Bay area graphic designer and activist Sabiha Basrai gave the first lecture virtually on February 1. Basrai is the co-founder of Design Action Collective. This worker-owned co-op offers design and visual communications for progressive, non-profit and social change organizations, including work for well-known campaigns like Black Lives Matter.
Letterpress printer and self-described provocateur Amos Kennedy gave two virtual lectures on February 16 and 17. He is known for bold prints that are unafraid of uncomfortable questions around race, class and the rural American south. Kennedy’s work has been exhibited in prominent arts and cultural museums, and San Francisco’s Letterform Archive houses a collection of his prints.
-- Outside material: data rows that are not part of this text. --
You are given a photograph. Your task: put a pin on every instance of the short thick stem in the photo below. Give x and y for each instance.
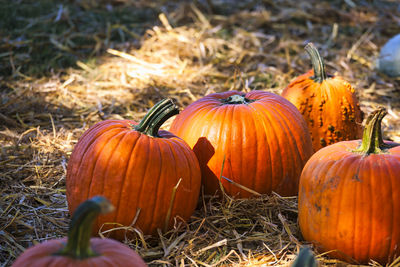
(372, 141)
(80, 229)
(317, 63)
(237, 99)
(156, 116)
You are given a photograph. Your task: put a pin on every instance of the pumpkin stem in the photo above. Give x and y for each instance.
(372, 141)
(156, 116)
(237, 99)
(317, 62)
(80, 228)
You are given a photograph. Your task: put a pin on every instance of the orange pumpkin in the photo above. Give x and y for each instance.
(328, 104)
(79, 249)
(258, 140)
(150, 175)
(349, 197)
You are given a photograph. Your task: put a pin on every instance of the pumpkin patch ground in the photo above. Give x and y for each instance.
(67, 65)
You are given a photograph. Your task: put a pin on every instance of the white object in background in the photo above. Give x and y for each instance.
(389, 58)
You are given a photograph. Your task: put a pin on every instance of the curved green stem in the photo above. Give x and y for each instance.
(317, 63)
(372, 141)
(237, 99)
(80, 228)
(156, 116)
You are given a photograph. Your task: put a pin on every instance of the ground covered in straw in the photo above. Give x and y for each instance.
(67, 65)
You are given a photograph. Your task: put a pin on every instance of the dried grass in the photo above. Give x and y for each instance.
(192, 50)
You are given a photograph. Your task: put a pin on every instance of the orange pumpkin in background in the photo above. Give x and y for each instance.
(258, 140)
(328, 103)
(150, 175)
(79, 250)
(349, 197)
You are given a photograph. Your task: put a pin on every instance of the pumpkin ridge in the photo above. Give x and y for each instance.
(120, 135)
(291, 145)
(145, 173)
(129, 172)
(390, 182)
(260, 117)
(85, 191)
(157, 204)
(133, 145)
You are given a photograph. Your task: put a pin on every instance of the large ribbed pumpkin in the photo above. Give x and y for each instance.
(258, 139)
(150, 176)
(328, 104)
(79, 249)
(349, 197)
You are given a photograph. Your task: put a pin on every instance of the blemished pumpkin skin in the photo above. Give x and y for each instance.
(349, 197)
(79, 250)
(137, 167)
(259, 138)
(328, 103)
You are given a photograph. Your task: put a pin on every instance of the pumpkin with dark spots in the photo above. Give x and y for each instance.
(328, 104)
(258, 140)
(349, 197)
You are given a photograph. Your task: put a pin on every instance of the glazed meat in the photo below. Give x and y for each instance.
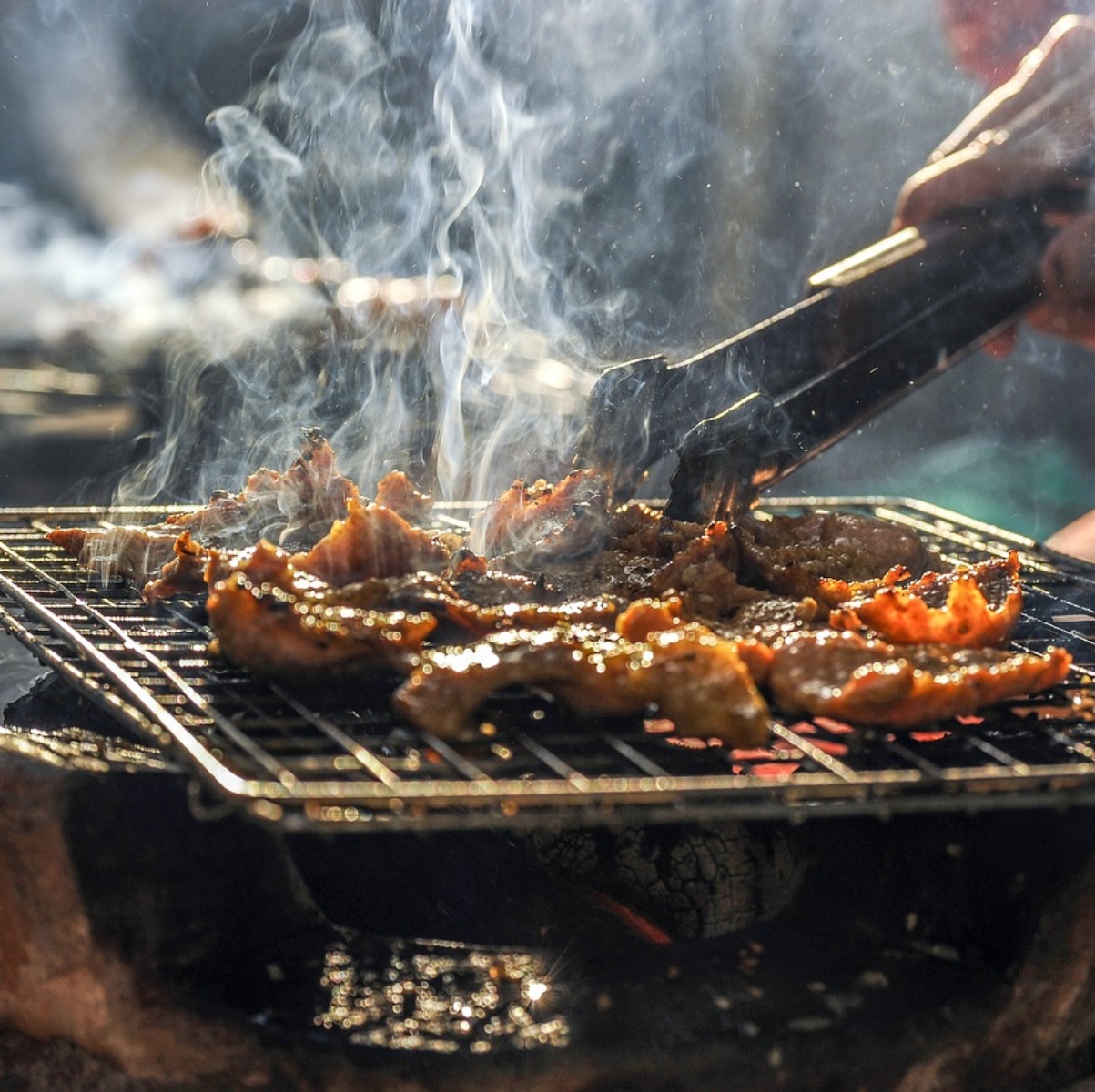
(791, 555)
(135, 554)
(972, 606)
(397, 491)
(295, 507)
(372, 541)
(564, 520)
(613, 612)
(692, 677)
(290, 508)
(868, 682)
(279, 622)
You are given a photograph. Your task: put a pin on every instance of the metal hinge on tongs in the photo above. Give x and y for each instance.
(873, 329)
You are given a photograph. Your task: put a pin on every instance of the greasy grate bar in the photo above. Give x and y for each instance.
(340, 760)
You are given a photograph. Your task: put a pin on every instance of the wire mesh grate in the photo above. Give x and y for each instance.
(339, 758)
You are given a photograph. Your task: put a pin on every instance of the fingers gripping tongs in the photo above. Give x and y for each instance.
(873, 328)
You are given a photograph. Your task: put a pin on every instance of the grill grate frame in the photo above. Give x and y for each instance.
(340, 761)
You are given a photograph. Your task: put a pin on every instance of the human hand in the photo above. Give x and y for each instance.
(1034, 134)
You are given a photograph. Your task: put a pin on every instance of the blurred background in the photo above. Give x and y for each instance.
(426, 227)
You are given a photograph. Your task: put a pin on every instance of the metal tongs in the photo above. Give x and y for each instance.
(872, 329)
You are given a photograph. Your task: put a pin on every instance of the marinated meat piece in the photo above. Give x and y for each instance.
(298, 506)
(372, 541)
(646, 617)
(395, 491)
(542, 520)
(836, 592)
(789, 555)
(474, 580)
(705, 574)
(637, 529)
(294, 508)
(137, 554)
(771, 618)
(696, 680)
(611, 572)
(868, 682)
(972, 606)
(279, 622)
(184, 574)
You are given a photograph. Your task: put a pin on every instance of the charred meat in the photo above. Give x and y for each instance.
(610, 612)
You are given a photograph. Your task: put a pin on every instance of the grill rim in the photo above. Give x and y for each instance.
(571, 798)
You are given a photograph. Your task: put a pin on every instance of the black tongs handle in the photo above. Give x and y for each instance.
(895, 315)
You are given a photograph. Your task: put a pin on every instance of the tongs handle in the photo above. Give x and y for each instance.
(897, 314)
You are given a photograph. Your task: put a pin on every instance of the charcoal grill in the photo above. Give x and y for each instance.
(340, 761)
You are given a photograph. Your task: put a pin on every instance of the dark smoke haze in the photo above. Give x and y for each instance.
(503, 197)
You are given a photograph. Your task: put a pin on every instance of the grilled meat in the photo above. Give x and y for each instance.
(694, 677)
(135, 554)
(869, 682)
(279, 622)
(972, 606)
(792, 555)
(542, 520)
(613, 612)
(397, 491)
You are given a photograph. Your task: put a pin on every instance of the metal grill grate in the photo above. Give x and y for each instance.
(339, 760)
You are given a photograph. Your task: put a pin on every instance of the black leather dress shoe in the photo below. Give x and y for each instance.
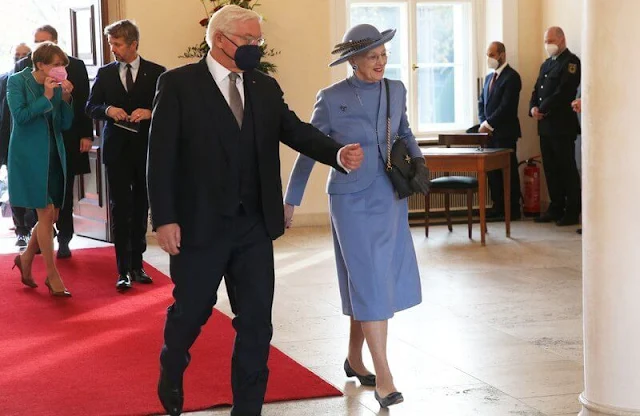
(389, 400)
(568, 220)
(124, 282)
(170, 394)
(140, 276)
(63, 251)
(547, 217)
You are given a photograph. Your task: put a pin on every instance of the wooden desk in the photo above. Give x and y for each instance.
(466, 159)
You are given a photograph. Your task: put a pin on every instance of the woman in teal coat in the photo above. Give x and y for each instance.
(39, 101)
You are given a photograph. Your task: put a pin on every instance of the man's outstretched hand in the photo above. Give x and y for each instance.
(351, 156)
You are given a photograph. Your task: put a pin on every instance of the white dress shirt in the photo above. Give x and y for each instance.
(498, 71)
(135, 66)
(220, 75)
(122, 71)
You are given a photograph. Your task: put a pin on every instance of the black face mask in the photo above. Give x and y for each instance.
(247, 57)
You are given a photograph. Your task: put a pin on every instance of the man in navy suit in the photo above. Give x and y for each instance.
(498, 114)
(216, 198)
(123, 96)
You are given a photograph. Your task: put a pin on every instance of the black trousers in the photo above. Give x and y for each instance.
(561, 171)
(129, 212)
(243, 251)
(496, 184)
(64, 225)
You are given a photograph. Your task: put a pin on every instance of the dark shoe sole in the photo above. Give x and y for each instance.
(389, 400)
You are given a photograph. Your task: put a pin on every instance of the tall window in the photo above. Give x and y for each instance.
(432, 53)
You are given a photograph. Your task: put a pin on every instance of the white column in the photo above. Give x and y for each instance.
(611, 207)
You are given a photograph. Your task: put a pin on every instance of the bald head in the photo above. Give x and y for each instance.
(555, 36)
(497, 51)
(20, 51)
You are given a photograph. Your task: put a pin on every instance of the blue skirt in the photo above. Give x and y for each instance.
(376, 261)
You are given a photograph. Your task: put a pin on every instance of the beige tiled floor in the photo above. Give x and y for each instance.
(499, 331)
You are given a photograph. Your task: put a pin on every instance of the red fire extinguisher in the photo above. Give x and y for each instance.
(531, 186)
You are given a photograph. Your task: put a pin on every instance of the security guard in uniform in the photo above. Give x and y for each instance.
(558, 128)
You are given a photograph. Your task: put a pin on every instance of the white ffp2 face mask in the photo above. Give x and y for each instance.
(551, 48)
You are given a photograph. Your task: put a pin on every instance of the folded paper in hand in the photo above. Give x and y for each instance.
(128, 125)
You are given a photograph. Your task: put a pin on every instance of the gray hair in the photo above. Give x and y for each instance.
(224, 20)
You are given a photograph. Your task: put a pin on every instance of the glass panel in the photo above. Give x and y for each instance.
(393, 73)
(436, 101)
(435, 26)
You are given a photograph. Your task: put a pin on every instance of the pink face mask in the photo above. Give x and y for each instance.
(59, 73)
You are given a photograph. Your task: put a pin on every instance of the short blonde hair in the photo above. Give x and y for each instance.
(45, 52)
(224, 20)
(125, 29)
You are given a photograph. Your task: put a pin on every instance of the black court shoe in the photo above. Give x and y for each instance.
(389, 400)
(366, 380)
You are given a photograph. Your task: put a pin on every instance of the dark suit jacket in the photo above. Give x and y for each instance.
(191, 150)
(500, 106)
(555, 88)
(109, 91)
(82, 126)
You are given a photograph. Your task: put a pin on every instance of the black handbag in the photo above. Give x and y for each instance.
(399, 167)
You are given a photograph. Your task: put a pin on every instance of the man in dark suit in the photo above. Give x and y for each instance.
(558, 128)
(216, 198)
(123, 96)
(77, 142)
(498, 114)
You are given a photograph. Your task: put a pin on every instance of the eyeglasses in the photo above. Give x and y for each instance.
(373, 58)
(250, 40)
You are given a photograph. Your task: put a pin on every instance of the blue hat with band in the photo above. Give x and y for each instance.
(358, 39)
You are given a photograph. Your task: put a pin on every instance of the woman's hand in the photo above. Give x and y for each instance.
(49, 86)
(67, 89)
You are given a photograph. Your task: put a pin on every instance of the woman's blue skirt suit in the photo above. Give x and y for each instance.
(36, 160)
(375, 258)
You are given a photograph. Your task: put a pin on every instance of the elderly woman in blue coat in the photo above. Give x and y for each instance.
(39, 101)
(376, 262)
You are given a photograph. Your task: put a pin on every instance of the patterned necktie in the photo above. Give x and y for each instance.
(235, 103)
(129, 78)
(493, 81)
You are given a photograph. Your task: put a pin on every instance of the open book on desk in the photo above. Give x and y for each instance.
(128, 125)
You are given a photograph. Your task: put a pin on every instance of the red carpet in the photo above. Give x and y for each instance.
(97, 353)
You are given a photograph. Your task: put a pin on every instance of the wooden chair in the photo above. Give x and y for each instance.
(448, 185)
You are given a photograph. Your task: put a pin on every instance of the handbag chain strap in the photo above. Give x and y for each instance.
(386, 87)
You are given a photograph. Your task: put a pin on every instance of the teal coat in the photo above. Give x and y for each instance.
(28, 159)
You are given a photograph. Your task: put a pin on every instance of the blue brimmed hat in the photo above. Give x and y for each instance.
(358, 39)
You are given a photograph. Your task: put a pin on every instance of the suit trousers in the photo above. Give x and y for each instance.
(561, 171)
(64, 224)
(496, 184)
(242, 251)
(129, 212)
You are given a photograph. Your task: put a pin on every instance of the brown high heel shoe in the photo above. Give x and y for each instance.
(17, 262)
(62, 294)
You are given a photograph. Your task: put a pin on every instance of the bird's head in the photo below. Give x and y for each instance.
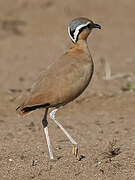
(80, 28)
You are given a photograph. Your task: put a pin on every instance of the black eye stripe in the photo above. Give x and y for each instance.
(72, 33)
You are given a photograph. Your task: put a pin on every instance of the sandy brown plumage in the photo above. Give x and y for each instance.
(62, 82)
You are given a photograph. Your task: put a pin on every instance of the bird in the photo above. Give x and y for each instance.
(64, 80)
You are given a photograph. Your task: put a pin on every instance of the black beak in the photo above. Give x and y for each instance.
(96, 26)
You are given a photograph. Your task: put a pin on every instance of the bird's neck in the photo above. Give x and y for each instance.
(81, 46)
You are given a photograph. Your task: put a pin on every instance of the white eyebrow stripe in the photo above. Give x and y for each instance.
(70, 35)
(77, 30)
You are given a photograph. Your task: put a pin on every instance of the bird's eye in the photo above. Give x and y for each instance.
(89, 26)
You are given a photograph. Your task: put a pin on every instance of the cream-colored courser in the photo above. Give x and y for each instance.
(65, 80)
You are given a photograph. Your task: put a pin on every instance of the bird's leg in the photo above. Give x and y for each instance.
(75, 146)
(45, 126)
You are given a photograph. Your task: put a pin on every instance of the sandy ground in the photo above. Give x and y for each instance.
(33, 34)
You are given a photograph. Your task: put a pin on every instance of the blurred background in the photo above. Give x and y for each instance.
(33, 34)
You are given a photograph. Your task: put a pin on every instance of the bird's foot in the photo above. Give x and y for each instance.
(75, 151)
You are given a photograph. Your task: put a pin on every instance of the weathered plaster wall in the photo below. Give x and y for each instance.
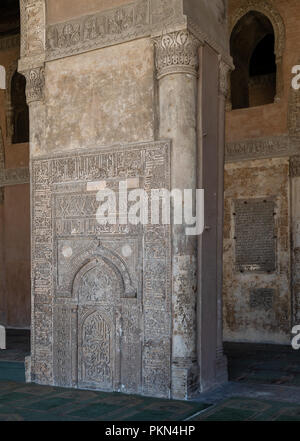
(101, 97)
(211, 17)
(17, 255)
(247, 180)
(58, 10)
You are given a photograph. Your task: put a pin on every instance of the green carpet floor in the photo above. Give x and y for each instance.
(29, 402)
(247, 409)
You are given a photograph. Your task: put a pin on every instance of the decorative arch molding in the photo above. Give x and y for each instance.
(91, 259)
(12, 68)
(265, 7)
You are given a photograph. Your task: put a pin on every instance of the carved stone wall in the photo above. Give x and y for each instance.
(104, 291)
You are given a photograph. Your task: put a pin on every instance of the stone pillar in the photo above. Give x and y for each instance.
(221, 360)
(295, 198)
(177, 68)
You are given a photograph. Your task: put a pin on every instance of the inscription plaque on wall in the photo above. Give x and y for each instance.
(255, 247)
(262, 299)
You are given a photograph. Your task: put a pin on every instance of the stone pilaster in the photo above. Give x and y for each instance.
(177, 64)
(295, 188)
(32, 66)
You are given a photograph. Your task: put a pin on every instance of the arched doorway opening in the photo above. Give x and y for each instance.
(15, 289)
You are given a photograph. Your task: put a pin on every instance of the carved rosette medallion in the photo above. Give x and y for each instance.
(35, 82)
(176, 52)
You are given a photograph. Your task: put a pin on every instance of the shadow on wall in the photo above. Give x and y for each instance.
(252, 44)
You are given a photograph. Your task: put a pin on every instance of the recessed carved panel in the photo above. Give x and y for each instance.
(108, 287)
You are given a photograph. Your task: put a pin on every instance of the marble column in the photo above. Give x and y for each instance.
(177, 69)
(295, 209)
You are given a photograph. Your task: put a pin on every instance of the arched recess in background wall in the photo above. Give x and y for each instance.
(257, 46)
(2, 78)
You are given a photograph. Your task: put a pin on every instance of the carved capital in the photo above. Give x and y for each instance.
(176, 52)
(295, 167)
(35, 82)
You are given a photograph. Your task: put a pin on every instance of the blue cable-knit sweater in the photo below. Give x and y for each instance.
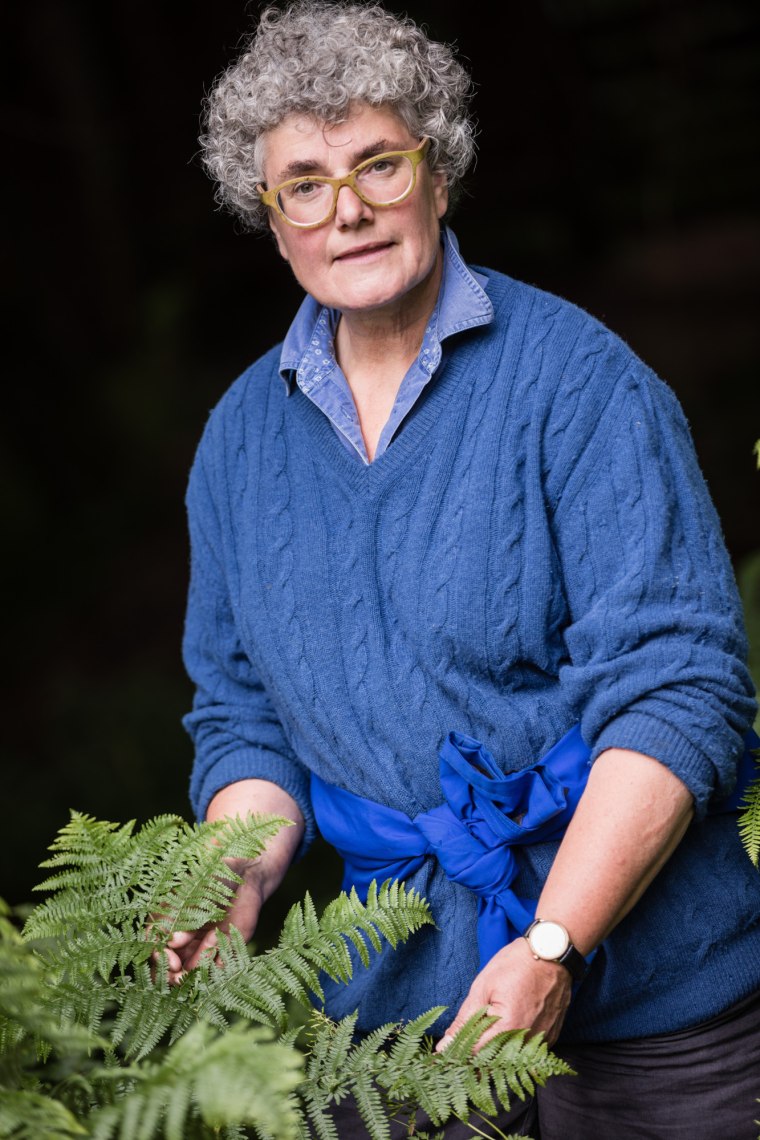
(537, 547)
Then on March 3, local graphic designer Karlo Muro engaged with students in person, sharing his ideas around narrative art, printed ephemera and art-making methods.

While not officially part of the program, students were able to find inspiration in the “Women’s Rights are Human Rights” exhibition from Jan. 24 through Feb. 18 in the Phebe Conley Gallery. Curated by Professor Emerita Elizabeth Resnick, Graphic Design with Massachusetts College of Art and Design. The art is distributed digitally, then printed and displayed by the venue. This allows the exhibition to be on display in multiple locations concurrently.
The culminating activity of the Social Justice Poster Project is the opportunity for students to design their social justice posters. Selected posters were reproduced and distributed to Fresno State students and the community in the form of poster packets.
“We gave students the opportunity for students to submit posters for us to review, critique and have conversations about which then led to poster packs,” Glenn Terpstra, interior design lecturer, said. “People can show up and take the art with them.”

The Social Justice Poster Project exhibition ran April 7-22 at M Street’s Graduate Arts Studios Gallery. A reception was held on Thursday, April 7, during Art Hop.
“What struck me as I entered the M Street gallery was how the students’ posters were in dialogue with one another, collectively crying out for viewers to care about issues of social justice that are both local and global, such as Ukraine,” said Dr. Honora Chapman, Dean of the College of Arts and Humanities. “When I met Christian, and he told me the story of his grandfather, I was so moved thinking of his plight and realized how it brought to life what the ancient dramatist Terence, who had been a slave, wrote over 2000 years ago: ‘I am human and I consider nothing human alien to me.'”
Over 70 students participated in the Social Justice Poster project events and over twenty students designed posters for the exhibit. Eight of the student’s posters were chosen to be reproduced and distributed at the exhibition.